Dell’idea d’obbedienza e conoscenza

Manlio Sgalambro in La Sicilia, 20 luglio 1991, p. 3

Meditazioni provinciali

I violenti battiti del cuore che Malebranche provò alla lettura di Descartes ci aiutarono a formarci. Essi imprimevano al corpo i segni dello spirito. Oggi una filosofia demotica rovescia sullo spirito le falsità del corpo e s’indigna oltretutto di una distinzione che essa ritiene stolta e puerile. Si voleva ciò che è comune ma ciò che è comune si riteneva la ragione. Memori anche qui delle parole, così perfette, di Malebranche: «Due uomini non possono nutrirsi di uno stesso frutto, abbracciare lo stesso corpo… Tutte le creature sono degli esseri particolari, che non possono essere un bene generale e comune. Quelli che posseggono questi beni particolari ne privano gli altri e con ciò li irritano e ne fanno dei nemici. Ma la ragione è un bene comune, che unisce d’una amicizia perfetta e durevole quelli che la posseggono. È un bene che non si divide mediante il possesso, che non si racchiude in uno spazio, che non si corrompe con l’uso» (Morale, Seconda parte, cap. VII, 7).

Oggi un Malebranche, è dimenticato dai cultori della materia o racchiuso nel campo degli studi specialistici. Mentre alla formazione dei filosofi attendono spiriti immondi. L’accento su ciò che è comune è crollato davanti allo spirito particolaristico e si esalta l’originale, cioè il differente. «Questo pensiero mi sembra interamente falso, il segno del genio intellettuale sembrandomi consistere al contrario nello scorgere delle rassomiglianze che nessuno prima aveva scorto». (L’osservazione è di Julien Benda, La fin de l’Eternel, Paris 1929, p. 135).
Questo mi conduce ad esaminare la somiglianza tra l’idea militare e un gruppo di altre idee che mi sembrano più affini di quanto normalmente si conceda.
Se io esamino l’idea di storia in rapporto alla mente, essa mi appare come un’idea militare. (Appartenendo essa all’ordine del tempo e il tempo essendo, come scrisse Peguy, “essentiellement militaire”).
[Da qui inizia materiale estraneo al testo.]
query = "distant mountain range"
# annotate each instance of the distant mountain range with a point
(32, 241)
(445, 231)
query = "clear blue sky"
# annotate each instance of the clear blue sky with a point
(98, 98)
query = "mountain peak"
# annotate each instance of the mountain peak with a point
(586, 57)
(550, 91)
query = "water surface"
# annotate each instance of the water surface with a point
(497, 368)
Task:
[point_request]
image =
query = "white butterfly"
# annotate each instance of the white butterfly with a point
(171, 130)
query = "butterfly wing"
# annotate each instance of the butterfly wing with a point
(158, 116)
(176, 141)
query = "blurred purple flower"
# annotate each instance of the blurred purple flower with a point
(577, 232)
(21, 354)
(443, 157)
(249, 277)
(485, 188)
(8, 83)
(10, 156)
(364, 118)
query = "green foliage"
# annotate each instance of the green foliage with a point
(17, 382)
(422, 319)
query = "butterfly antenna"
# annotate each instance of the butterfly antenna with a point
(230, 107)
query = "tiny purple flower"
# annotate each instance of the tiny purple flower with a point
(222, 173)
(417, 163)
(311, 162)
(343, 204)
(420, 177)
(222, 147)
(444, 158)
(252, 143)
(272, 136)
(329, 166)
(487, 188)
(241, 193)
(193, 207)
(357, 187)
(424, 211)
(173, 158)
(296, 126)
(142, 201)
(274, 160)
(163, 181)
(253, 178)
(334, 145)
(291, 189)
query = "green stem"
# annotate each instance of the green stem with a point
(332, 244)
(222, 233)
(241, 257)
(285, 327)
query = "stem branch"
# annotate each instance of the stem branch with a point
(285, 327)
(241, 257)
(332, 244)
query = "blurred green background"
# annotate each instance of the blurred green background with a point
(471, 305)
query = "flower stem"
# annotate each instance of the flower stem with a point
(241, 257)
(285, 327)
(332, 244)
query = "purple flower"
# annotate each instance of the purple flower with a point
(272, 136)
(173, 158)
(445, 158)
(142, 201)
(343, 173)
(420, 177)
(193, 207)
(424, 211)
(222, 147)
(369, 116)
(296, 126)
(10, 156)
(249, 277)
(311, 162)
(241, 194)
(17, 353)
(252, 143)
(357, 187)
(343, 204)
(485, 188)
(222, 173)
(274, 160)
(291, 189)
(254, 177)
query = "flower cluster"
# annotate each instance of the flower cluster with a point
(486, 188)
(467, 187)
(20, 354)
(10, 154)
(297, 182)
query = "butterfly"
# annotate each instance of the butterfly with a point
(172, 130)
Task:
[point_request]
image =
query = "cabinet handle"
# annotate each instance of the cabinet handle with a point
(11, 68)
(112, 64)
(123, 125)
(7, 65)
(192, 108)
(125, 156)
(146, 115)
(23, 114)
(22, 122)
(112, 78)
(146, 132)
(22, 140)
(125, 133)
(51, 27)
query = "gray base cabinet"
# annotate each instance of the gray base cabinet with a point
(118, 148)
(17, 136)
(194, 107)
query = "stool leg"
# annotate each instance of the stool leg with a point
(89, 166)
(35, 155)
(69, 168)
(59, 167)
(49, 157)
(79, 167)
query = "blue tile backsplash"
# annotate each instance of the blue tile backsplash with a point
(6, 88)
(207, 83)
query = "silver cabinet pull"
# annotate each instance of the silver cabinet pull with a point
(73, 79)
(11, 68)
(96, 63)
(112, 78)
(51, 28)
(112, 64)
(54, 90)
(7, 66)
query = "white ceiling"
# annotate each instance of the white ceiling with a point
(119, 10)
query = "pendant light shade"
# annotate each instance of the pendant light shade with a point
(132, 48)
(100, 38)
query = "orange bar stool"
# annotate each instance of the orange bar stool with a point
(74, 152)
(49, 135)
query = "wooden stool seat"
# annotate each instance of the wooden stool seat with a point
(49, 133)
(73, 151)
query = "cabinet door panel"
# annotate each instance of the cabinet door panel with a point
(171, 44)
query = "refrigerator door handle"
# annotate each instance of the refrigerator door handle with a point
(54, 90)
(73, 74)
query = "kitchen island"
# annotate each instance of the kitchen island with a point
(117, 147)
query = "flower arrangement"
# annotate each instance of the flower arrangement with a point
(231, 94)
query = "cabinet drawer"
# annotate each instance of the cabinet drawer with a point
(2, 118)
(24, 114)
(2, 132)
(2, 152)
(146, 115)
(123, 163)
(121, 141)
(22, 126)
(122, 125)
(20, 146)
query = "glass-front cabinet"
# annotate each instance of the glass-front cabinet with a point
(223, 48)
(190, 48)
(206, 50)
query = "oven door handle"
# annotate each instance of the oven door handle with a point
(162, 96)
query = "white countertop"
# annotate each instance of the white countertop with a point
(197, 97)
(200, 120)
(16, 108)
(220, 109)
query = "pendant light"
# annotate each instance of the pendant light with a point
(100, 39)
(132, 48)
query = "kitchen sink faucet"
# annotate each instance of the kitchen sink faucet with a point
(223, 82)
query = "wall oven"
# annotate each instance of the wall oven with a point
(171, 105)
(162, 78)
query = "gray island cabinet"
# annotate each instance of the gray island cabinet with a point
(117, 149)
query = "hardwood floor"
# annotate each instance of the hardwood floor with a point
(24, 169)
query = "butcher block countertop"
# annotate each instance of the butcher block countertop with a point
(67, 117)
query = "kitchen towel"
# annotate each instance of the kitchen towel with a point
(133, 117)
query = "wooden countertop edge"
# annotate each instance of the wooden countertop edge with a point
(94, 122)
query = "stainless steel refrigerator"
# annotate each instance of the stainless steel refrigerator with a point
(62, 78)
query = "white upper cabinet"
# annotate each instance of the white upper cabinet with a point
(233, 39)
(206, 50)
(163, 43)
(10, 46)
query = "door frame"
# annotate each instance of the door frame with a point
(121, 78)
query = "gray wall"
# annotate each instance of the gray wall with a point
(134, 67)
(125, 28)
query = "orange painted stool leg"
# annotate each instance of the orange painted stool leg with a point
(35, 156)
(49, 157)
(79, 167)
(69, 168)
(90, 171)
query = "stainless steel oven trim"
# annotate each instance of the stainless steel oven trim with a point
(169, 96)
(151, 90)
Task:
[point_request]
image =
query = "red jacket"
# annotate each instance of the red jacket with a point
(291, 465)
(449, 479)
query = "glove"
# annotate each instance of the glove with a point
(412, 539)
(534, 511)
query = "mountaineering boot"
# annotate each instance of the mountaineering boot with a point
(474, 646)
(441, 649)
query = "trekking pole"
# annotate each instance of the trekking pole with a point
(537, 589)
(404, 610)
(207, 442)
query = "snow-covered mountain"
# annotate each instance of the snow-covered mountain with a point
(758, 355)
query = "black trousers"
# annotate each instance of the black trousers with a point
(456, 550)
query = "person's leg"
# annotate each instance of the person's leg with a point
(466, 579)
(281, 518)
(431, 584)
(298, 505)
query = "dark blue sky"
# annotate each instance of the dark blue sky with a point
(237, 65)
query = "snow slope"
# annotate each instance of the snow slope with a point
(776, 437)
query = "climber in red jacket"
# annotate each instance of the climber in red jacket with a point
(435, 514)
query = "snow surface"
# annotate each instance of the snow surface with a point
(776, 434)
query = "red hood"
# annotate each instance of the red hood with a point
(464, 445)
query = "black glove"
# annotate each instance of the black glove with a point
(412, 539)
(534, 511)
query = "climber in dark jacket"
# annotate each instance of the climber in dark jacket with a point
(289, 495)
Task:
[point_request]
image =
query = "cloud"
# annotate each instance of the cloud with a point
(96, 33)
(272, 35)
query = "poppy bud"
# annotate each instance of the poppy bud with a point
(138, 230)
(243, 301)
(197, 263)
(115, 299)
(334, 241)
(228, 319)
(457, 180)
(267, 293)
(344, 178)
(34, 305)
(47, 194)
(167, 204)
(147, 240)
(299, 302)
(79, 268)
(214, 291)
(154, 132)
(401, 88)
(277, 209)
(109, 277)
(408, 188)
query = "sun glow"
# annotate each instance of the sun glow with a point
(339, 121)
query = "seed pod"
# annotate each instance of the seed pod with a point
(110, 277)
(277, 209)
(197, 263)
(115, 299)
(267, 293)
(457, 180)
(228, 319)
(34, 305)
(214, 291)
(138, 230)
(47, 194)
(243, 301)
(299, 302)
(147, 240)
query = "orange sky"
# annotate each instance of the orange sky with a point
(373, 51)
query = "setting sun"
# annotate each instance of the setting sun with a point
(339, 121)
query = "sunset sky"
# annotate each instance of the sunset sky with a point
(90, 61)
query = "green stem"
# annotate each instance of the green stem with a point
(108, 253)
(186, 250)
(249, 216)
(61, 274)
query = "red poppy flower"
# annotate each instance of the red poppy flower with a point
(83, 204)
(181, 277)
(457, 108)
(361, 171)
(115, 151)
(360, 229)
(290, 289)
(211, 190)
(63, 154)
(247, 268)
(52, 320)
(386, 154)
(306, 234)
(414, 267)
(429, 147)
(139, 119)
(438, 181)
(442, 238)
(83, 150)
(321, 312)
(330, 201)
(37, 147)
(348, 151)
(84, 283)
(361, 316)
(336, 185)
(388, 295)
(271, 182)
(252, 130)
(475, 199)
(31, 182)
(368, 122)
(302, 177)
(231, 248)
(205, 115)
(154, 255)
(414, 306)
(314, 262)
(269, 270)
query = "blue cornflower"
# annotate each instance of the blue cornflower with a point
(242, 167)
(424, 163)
Anche quella di conoscenza mi sembra dello stesso tipo, se Nietzsche può parlare – Aurora, 576 – dei bravi soldati della conoscenza (ma si veda l’astensione di questa idea alla morale: «Onesti verso se stessi… valorosi contro il nemico, magnanimi verso il vinto, cortesi, sempre»; Aurora, 556).
Mi appare dunque la storia come dominata in tutti i punti dall’idea militare sulla quale mancano però acconce riflessioni. Ritornando all’idea di conoscenza, approvo le parole di Nietzsche: «qualsiasi uomo impara a conoscersi quasi soltanto in relazione alle sue forze di difesa e attacco» ma per quanto riguarda la conoscenza in senso lato, mi sembrano inappropriate. L’idea eterna del soldato è il senso della milizia che è poi la dedizione. Nel soldato soltanto la furia si mostra placata. Che ci siano stati soldati della religione e non della conoscenza, mi rende triste. È segno che questa non è presa sul serio come quella.

In realtà l’idea di conoscenza si regolerebbe sull’idea di libertà, non di obbedienza. Da quando la conoscenza perse il grande problema di Dio e quelli ad esso connessi, dove la militanza, fosse esplicata nel chiostro o negli esercizi spirituali, dava prova di sé nella lotta contro errori e passioni, l’idea di conoscenza diviene una piatta riflessione da laboratorio dove al più può andare in fumo un esperimento. Sappiamo come oggi l’idea militare sia assolutamente invisa. Ma qui noi la esaminiamo in quanto idea e come tale essa rappresenta il momento del controllo della forza e dell’obbedienza. In essa vediamo la ragione trionfare del suo opposto e il rigore installarsi in questo campo confuso.